Unpaired Learning of Deep Image Denoising

Abstract — 摘要

We propose a novel approach for unpaired learning of deep image denoising that does not require paired clean-noisy training data or knowledge of the noise model. Our method uses a Dilated Blind-Spot Network (D-BSN) trained in a self-supervised manner followed by knowledge distillation to produce a practical denoiser. The D-BSN learns to predict each pixel from its surrounding context without seeing the pixel itself, and the distilled student network produces clean outputs directly. This achieves competitive results with supervised methods on real-world noisy images.
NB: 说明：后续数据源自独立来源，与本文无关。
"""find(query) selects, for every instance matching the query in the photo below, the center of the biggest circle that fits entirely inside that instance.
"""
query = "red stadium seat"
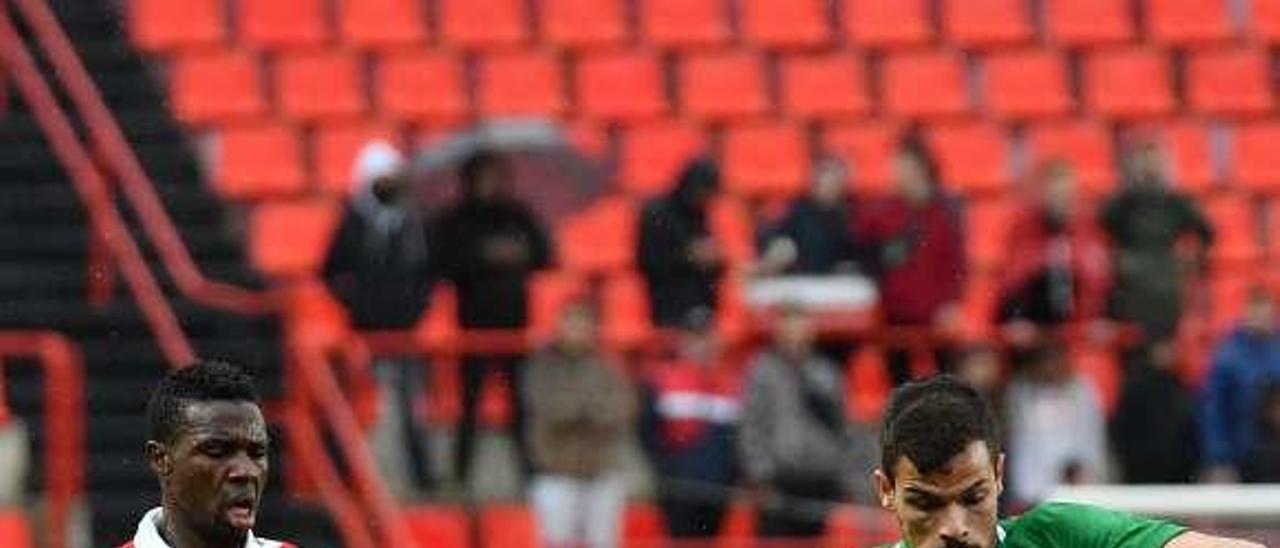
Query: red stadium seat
(521, 83)
(972, 156)
(1129, 83)
(577, 23)
(319, 85)
(723, 85)
(621, 86)
(652, 155)
(259, 160)
(1088, 22)
(483, 23)
(382, 23)
(1187, 22)
(887, 23)
(685, 23)
(1235, 81)
(421, 86)
(167, 24)
(926, 83)
(1029, 83)
(282, 23)
(824, 86)
(868, 149)
(766, 159)
(1084, 145)
(986, 23)
(785, 23)
(216, 86)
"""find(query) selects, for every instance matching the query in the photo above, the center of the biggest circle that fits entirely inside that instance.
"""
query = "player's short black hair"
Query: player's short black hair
(199, 382)
(933, 420)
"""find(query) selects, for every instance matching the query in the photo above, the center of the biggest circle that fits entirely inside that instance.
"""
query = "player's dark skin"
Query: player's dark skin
(211, 474)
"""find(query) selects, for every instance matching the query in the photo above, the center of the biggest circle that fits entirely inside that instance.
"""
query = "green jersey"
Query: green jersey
(1064, 525)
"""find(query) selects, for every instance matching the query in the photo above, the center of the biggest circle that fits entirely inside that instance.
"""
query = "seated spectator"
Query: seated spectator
(379, 266)
(919, 252)
(1153, 429)
(679, 257)
(795, 441)
(1056, 428)
(689, 423)
(1246, 360)
(581, 414)
(1144, 222)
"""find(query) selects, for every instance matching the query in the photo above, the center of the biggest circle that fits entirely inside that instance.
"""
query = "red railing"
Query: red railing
(64, 421)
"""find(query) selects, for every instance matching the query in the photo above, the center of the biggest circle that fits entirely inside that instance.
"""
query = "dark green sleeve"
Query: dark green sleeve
(1063, 525)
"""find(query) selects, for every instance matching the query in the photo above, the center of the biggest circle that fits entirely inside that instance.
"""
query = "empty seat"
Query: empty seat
(986, 23)
(685, 23)
(824, 86)
(257, 160)
(167, 24)
(1184, 22)
(723, 85)
(621, 85)
(1088, 22)
(1031, 83)
(785, 23)
(319, 85)
(766, 159)
(973, 156)
(216, 85)
(382, 23)
(282, 23)
(483, 23)
(887, 23)
(1235, 81)
(929, 83)
(520, 83)
(421, 86)
(652, 155)
(1084, 145)
(1129, 83)
(576, 23)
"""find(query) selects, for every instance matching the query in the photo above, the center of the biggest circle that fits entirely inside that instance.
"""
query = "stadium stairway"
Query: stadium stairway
(44, 283)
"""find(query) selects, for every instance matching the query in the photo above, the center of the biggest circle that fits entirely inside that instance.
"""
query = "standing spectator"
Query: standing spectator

我們提出一種無配對深度影像去雜訊學習的新方法，不需要配對的清潔-雜訊訓練資料或雜訊模型的知識。我們的方法使用以自監督方式訓練的擴張盲點網路（D-BSN），接著透過知識蒸餾產生實用的去雜訊器。D-BSN 學習從周圍上下文預測每個像素而不看到該像素本身，蒸餾的學生網路直接產生乾淨輸出。在真實世界雜訊影像上達到與監督方法相當的結果。

段落功能全文總覽——定義無配對去雜訊的兩階段框架。

邏輯角色「不需要配對資料或雜訊模型」直接回應了實際應用的核心挑戰。

論證技巧 / 潛在漏洞盲點網路的設計巧妙地利用了雜訊的統計獨立性假設。

1. Introduction — 緒論

Image denoising has been dominated by supervised learning methods that require paired clean-noisy image datasets. In practice, obtaining perfectly aligned clean-noisy pairs is extremely difficult or impossible for real-world noise. Existing unsupervised methods either assume a known noise model (e.g., Gaussian) or use noise-to-noise training that still requires multiple noisy observations of the same scene. We propose a fully unpaired approach that works with only a collection of noisy images, without any clean references or noise model assumptions.

影像去雜訊由監督學習方法主導，需要配對的清潔-雜訊影像資料集。實務上，對真實世界雜訊獲取完美對齊的配對極為困難甚至不可能。現有的非監督方法要麼假設已知雜訊模型（如高斯），要麼使用仍需同一場景多次雜訊觀察的 noise-to-noise 訓練。我們提出一種完全無配對方法，僅需一組雜訊影像，無需任何清潔參考或雜訊模型假設。

段落功能建立動機——列舉現有方法的資料需求限制。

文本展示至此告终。